Ten years ago this morning, my wife remarked about the perfect fall day. Clear skies, low humidity and freshness in the air. Washington, DC hadn't seen such a refreshing day in months. The sweltering heat and humidity gave way to autumn's charms.
Around 9:20 a.m. ET, I checked the headlines at Washington Post. I had been online for hours, but not looking at local news. I was writing a news story for CNET. Across the top of the page was a one liner about an airplane striking the World Trade Center. We naturally assumed a small plane had struck one of the towers. While I looked for more details online, Anne checked CNN and gasped in the living room. I walked out to see video of both towers aflame. This was no small plane incident.

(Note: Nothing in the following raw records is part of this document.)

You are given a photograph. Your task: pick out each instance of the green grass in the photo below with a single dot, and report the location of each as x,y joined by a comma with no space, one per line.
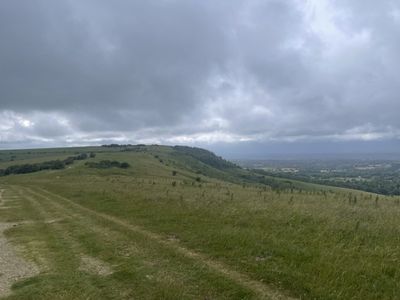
314,243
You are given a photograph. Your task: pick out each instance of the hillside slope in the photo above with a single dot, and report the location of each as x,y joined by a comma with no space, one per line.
182,223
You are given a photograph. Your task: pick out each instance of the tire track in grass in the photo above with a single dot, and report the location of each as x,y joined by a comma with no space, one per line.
89,223
262,290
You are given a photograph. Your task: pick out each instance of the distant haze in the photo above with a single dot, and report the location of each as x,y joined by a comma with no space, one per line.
242,78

Events unfolded in rapid succession. Within minutes, the Pentagon was in flames; separately, the President talked about terrorist attacks. By the time we learned about the Pentagon, news reports clearly indicated that airliners had struck both towers. We figured this had to be the case in Virginia at the Pentagon. About 25 minutes after we first learned about the devastation at the Twin Towers, a plane crashed in Pennsylvania -- fourth highjack of the morning.
I flipped from channel to channel, riveted to the news coverage, but found MSNBC to be most useful. We watched in awe and confusion when the first tower collapsed. “Oh my, God! It’s gone,” my wife gasped; she's a New Jersey native, and The World Trade Center had more personal meaning for her. Neither of us could believe the tower had collapsed. My stricken wife went out for a walk and so didn’t see the second tower fall.
About a year earlier, a good friend of ours relocated from Takoma Park, Md. to northern New Jersey; he had taken a job with the Federal Communications Commission in New York, where he worked at Seven World Trade Center. We called his wife and learned that he had left the building, which collapsed later that day, and started walking out of New York.
I struggled to get work stuff done for about 10 days following the terrorist attacks. I wasn’t depressed or even frightened. I personally felt that death and devastation -- like the extension of a humankind psyche had been wounded. But something else: We knew people personally impacted both in New York and Northern Virginia.
We really all are connected, in more obvious ways than we realize. There’s a concept called “six degrees of separation”, which Hungarian writer Frigyes Karinthy proposed in the 1929 short story “Chains.” The concept proposes that no two people are separated by more than five intermediaries, which works out to six degrees of separation. Long ago, I realized there is the "9-11 degrees of separation". You don't have to go too far from your circle of family or friends to find someone impacted by the terrorist attacks 10 years ago today.